Direct pull-out method was conducted to explore the bond stress-slip response of ribbed basalt fiber reinforced polymer (BFRP) bars embedded in ecological high ductility cementitious composites (Eco-HDCCs). The effects of the embedment length and cover thickness on the bond properties between Eco-HDCCs and the bars were described. Results indicate that the failure characteristics of the specimens depend on the embedment length and cover thickness of the BFRP bars. As the embedment lengths of the bars increase, the ultimate bond stress decreases while the ultimate slip increases. Besides, both the ultimate bond stress and ultimate slip show an increasing trend if the specimen has a cover thickness of less than 45 mm, while the increasing trend is slower if the specimen has a cover thickness of more than 45 mm. In addition, the strain of the specimen surface depends on the cover thickness, and the strain increases when the cover thickness is in a range of15 mm–35 mm. Moreover, certain embedment lengths and cover thicknesses of the BFRP bars are recommended in the structural design of bridge deck link slabs. The bond stress-slip relationship models of the BFRP bars in Eco-HDCCs are proposed based on the test results.

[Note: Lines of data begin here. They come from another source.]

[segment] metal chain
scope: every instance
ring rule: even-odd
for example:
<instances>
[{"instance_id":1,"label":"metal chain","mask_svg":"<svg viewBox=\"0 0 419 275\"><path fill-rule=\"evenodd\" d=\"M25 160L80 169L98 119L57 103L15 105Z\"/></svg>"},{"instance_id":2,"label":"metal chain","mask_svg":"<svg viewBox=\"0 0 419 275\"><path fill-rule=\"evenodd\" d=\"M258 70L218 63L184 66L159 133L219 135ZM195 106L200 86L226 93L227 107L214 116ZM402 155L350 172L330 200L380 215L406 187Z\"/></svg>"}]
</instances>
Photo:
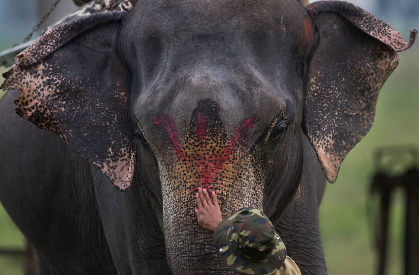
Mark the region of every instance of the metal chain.
<instances>
[{"instance_id":1,"label":"metal chain","mask_svg":"<svg viewBox=\"0 0 419 275\"><path fill-rule=\"evenodd\" d=\"M22 43L27 42L30 39L31 39L32 36L33 35L33 33L39 29L39 28L41 27L42 24L43 24L43 22L44 22L46 19L48 18L48 17L49 16L49 15L51 14L52 11L55 10L56 8L57 8L57 5L59 3L60 3L60 1L61 1L61 0L57 0L55 3L53 3L53 4L49 7L49 10L46 12L45 13L45 14L43 15L42 18L41 18L41 20L39 20L39 22L38 22L36 24L36 25L33 26L33 28L32 28L32 31L31 31L29 33L29 34L28 34L26 36L26 37L25 37L25 39L24 39L23 41L22 41ZM13 45L13 47L16 46L18 44L15 44L14 45Z\"/></svg>"}]
</instances>

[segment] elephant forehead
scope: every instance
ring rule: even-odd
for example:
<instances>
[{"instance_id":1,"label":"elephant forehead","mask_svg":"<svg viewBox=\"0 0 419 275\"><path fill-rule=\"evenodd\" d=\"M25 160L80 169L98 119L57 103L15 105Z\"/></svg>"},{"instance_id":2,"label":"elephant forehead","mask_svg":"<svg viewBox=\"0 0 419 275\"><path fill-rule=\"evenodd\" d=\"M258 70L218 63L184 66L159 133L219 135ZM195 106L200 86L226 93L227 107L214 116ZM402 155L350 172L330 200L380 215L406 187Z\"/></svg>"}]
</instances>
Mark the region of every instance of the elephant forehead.
<instances>
[{"instance_id":1,"label":"elephant forehead","mask_svg":"<svg viewBox=\"0 0 419 275\"><path fill-rule=\"evenodd\" d=\"M284 30L282 26L287 25L292 31L303 27L303 10L295 0L146 0L137 5L132 17L140 17L149 29L214 31L221 24L239 22L241 29Z\"/></svg>"}]
</instances>

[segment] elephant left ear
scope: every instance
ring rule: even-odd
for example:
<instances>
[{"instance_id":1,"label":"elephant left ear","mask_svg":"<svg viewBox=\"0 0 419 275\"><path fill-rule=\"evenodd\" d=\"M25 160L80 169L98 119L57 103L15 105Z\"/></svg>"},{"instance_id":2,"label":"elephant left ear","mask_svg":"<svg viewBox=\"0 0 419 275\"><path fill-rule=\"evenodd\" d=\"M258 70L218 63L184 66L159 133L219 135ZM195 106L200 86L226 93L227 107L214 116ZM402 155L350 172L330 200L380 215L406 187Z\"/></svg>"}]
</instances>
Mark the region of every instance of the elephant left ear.
<instances>
[{"instance_id":1,"label":"elephant left ear","mask_svg":"<svg viewBox=\"0 0 419 275\"><path fill-rule=\"evenodd\" d=\"M305 9L317 39L302 127L331 182L348 152L372 126L378 93L408 43L389 25L352 4L319 1ZM315 31L314 30L315 29ZM315 34L316 35L315 35Z\"/></svg>"},{"instance_id":2,"label":"elephant left ear","mask_svg":"<svg viewBox=\"0 0 419 275\"><path fill-rule=\"evenodd\" d=\"M18 55L1 86L23 92L15 101L19 115L57 133L122 190L136 159L125 71L114 50L126 13L98 13L53 28Z\"/></svg>"}]
</instances>

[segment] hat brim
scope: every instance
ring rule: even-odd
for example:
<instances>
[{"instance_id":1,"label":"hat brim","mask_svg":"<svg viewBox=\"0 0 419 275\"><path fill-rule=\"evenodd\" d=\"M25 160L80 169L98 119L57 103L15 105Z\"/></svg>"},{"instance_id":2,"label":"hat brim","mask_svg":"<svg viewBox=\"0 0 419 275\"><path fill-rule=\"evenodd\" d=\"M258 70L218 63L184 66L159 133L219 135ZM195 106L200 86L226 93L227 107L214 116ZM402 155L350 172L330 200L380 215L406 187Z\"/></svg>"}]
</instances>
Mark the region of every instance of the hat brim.
<instances>
[{"instance_id":1,"label":"hat brim","mask_svg":"<svg viewBox=\"0 0 419 275\"><path fill-rule=\"evenodd\" d=\"M242 274L270 275L278 271L284 263L287 253L285 245L275 231L275 240L272 251L264 260L256 261L231 249L230 240L232 232L229 228L230 226L229 223L223 226L222 222L214 233L217 254L227 265Z\"/></svg>"}]
</instances>

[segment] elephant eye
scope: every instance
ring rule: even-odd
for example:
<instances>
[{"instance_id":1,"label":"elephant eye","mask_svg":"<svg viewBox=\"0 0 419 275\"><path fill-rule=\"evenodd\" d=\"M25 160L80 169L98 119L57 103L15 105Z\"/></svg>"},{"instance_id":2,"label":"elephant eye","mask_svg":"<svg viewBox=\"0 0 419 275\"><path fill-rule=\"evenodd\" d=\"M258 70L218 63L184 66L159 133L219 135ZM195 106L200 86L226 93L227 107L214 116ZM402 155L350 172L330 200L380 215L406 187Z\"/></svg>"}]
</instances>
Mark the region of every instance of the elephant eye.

采用直接拉出法研究了生态高延性胶凝复合材料（Eco-HDCCs）中嵌入的带肋玄武岩纤维增强聚合物（BFRP）钢筋的粘结应力-滑动响应。描述了嵌入长度和覆盖层厚度对Eco-HDCC与钢筋之间粘结性能的影响。结果表明，试样的破坏特性取决于BFRP筋的包埋长度和覆盖厚度。随着杆的嵌入长度增加，极限粘结应力减小，而极限滑移增大。此外，如果覆盖层厚度小于45 mm，则极限粘结应力和极限滑移都显示出增加的趋势，而如果覆盖层厚度大于45 mm，则增长趋势较慢。此外，样品表面的应变取决于覆盖层的厚度，当覆盖层的厚度在15 mm–35 mm范围内时，应变会增加。此外，在桥面连接板的结构设计中，建议使用一定的埋入长度和BFRP钢筋的覆盖厚度。根据试验结果，提出了Eco-HDCC中BFRP筋的粘结应力-滑移关系模型。